I stand by in wonderment that they can be so sure they're right. The issues are so complicated, sos dependent on conditions that I for one can't guess at and am loth to imagine. I feel the same about them as I do about Bush.
Should we withdraw all troops from Iraq? Should we surge forward? How do they know? What's the evidence, for or against? By which I mean evidence. More and more, the evidence for my opinions consists of the opinions of other people I've decided to put my faith in. And more and more, that feels perilous to me.
Of course, I feel from time to time as if I know too, but in all honesty, it's more that I feel that I "know." At some level, I know that I don't. Other people aren't hindered by any such doubts.
The President and General Petraeus think they know what to do about Iraq, as do Nancy Pelosi, Jim Webb, and other people from my side of the fence. And this is one thing I know: all of them know more about it than I do, at least as regards logistics, risk/benefit studies, and so on.
And this is another thing I know: half the problem with the discussion is that no one ever finishes their sentences.
Now James Baker---Mr. "Grave and Deteriorating"----is weighing in on the President's, and General Petraeus's side.
[quote begins from Salon, "Still Grave and Deteriorating," by Walter Shapiro]

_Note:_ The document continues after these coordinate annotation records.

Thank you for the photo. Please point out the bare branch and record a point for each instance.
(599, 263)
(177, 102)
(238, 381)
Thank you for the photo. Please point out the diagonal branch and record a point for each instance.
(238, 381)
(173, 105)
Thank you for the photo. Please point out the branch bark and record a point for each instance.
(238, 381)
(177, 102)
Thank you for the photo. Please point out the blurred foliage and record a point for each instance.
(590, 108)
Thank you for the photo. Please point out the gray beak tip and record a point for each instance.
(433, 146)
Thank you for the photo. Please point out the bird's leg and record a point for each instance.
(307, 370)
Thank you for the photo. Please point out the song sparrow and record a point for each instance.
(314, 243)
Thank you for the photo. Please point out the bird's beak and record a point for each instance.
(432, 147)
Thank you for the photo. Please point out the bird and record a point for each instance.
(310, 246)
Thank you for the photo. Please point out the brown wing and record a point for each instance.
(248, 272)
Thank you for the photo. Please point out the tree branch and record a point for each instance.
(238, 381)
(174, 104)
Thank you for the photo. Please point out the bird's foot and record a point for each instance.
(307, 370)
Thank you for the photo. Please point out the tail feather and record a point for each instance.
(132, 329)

The president's plan ought to be given a chance," Baker told the Senate
Foreign Relations Committee. "The general [David Petraeus] you
confirmed 81-0 just the day before yesterday, this is his idea. He's a
supporter of it. He's now the commander on the ground in Iraq. Give it
a chance." Baker repeated his refrain so often that it sounded like he
was channeling some perverse version of a John Lennon tune: "Give
Escalation a Chance."
[quote ends]
The trouble I have with the request to "give it a chance" is that it's an incomplete sentence. A chance to do what, exactly? A chance to win? Win what for whom? What measurable, identifiable goal or prize should we expect? How will we know when we get there?
I'm disconcerted that this is Baker, previously of the Iraq Study Group, telling me this. Not that I believed he was objective, but I'd given him credit for a certain level of detachment.
What's missing at this point is information from reliable sources. Everything is getting filtered through politics, including an article such as Shapiro's. As I trust Salon and have determined over the years that their views and mine are generally parallel, I am inclined to allow my opinions to be guided by them.
But the stakes at present are too high for me to rely even on Salon. I want objective data to the extent any can be had.